Kulanu chairman blames Netanyahu, Lapid, and Bennett for economic woes, seeks finance minister’s job in next government

Lazar Berman is The Times of Israel's diplomatic reporter

Moshe Kahlon (photo credit: Miriam Alster/Flash90)
Moshe Kahlon (photo credit: Miriam Alster/Flash90)

Former communications minister Moshe Kahlon said in a series of interviews Wednesday that his new Kulanu party would support a future peace deal with the Palestinians, but emphasized to Haaretz that “right now there is no partner and no one to talk to on the other side.”

Kahlon said his conditions for a peace accord were as follows: that all of Jerusalem, including the Arab neighborhoods in the east of the city, remain under Israeli control; that the large settlement blocs be annexed; and that Palestinian not be granted any right of return.

“Any agreement that will strengthen Israel — the Kulanu party will be there to support it,” he said.

In response to a question from Walla news reporters on whether he would back the dismantling of settlements, Kahlon repeated, “I will support anything that strengthens Israel’s security.”

Kahlon also said he would seek the Finance Ministry portfolio in the next government. “I will ask for the treasury,” he told Channel 10. With the Finance Ministry Kulanu “can deal with the housing crisis, the cost of living, the social and economic gaps in the State of Israel.”

In an interview with Walla news, Kahlon promised that his party would be in the next government, regardless of who wins the elections, as long as the new prime minister is willing to work with Kulanu on housing and social issues.

Speaking to the Ynet news outlet, the popular Kulanu chairman also criticized Prime Minister Benjamin Netanyahu, Economy Minister Naftali Bennett, and former finance minister Yair Lapid. “We are measured by results. We are not measured by words, or Facebook statuses, or headlines, or spin. End results. Is there 0% VAT? Did housing prices fall? Did social gaps narrow?…Everyone who sat in this government, including Bennett, is guilty of what is happening here today.”

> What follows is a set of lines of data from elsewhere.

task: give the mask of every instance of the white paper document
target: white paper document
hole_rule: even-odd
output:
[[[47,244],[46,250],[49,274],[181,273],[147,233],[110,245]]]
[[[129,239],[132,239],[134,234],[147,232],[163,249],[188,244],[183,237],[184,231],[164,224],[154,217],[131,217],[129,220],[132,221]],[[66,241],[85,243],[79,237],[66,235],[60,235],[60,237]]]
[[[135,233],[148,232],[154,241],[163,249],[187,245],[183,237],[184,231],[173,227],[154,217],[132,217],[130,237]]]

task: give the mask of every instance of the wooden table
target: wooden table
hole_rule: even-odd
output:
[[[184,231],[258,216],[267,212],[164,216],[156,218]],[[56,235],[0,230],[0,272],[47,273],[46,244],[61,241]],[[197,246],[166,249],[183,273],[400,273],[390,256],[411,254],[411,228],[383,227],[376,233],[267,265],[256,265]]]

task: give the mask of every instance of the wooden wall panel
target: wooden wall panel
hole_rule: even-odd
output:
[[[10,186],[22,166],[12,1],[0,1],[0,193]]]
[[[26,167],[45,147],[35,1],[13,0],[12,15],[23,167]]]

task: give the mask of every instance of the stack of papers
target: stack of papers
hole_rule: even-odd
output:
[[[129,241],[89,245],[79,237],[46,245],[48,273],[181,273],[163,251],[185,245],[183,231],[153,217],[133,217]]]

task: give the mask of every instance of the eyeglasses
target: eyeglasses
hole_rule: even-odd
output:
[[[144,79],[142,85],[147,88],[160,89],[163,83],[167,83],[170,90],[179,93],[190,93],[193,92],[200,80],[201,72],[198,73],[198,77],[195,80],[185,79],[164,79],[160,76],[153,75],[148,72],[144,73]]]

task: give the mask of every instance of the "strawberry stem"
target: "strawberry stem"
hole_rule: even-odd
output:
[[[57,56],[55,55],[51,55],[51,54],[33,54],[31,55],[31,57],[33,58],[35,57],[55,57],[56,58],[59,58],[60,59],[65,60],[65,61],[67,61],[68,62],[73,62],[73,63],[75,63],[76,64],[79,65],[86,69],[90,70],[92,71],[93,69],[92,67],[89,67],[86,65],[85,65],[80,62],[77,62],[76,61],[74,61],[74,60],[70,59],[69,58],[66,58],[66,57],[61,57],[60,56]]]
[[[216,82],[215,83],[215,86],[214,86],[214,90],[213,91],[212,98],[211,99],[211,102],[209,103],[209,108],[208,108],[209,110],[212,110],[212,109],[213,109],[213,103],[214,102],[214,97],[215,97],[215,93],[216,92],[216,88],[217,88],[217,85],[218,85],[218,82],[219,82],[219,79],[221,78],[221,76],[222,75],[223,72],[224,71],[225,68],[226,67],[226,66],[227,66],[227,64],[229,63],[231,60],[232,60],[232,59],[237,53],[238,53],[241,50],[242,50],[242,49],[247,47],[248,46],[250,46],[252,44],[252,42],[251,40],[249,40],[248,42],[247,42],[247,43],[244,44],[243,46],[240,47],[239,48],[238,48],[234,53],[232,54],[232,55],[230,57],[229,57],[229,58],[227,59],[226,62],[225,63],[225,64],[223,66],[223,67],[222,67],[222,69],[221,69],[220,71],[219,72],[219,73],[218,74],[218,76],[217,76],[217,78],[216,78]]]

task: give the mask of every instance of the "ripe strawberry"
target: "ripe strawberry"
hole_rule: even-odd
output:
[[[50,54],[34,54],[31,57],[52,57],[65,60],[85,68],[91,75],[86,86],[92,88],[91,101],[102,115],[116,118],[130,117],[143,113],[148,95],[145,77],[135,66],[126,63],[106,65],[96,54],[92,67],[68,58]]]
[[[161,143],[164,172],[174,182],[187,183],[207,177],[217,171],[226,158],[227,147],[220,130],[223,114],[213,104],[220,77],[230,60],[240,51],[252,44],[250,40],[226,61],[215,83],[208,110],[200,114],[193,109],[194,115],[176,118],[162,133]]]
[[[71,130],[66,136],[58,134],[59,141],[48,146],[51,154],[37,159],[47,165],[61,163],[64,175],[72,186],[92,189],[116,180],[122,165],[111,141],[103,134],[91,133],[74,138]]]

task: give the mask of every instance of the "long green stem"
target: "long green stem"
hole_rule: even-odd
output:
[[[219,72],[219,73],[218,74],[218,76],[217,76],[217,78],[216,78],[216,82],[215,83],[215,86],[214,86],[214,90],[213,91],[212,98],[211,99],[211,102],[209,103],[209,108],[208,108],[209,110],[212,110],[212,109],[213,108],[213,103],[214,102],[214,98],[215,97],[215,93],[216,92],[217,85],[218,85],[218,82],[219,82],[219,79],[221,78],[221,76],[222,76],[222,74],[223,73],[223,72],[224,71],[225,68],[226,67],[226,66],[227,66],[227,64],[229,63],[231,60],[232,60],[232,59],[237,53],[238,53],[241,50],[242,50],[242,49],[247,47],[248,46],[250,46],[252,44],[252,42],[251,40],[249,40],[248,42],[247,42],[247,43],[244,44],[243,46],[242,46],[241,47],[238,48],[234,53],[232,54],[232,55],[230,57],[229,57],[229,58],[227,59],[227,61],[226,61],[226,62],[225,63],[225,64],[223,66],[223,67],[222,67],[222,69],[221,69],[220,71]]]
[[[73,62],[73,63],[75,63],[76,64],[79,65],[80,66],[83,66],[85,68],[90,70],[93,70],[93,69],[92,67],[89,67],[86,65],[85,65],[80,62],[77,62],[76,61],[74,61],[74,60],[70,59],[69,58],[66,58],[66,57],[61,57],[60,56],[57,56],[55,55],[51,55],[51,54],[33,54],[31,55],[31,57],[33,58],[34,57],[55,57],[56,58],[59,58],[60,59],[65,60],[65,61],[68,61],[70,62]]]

Though Kahlon blamed Netanyahu, Lapid, and Bennett for Israel’s economic woes, he reserved particularly strong words for Likud, his former party: “In the last two years, the social issue has been ignored much more than it was in the past. I said that Likud was the only path for social issues, but the situation changed.”

He accused the Likud of moving in a new direction, and said that he represents the traditional path of the party.

Kahlon also termed Lapid’s run as finance minister “a huge squandered [opportunity].”

“Nineteen seats is huge, and offers a lot of power,” he said of Lapid’s Yesh Atid party. “He could have done many things, but unfortunately he squandered it. We will do it.”

Marissa Newman contributed to this report.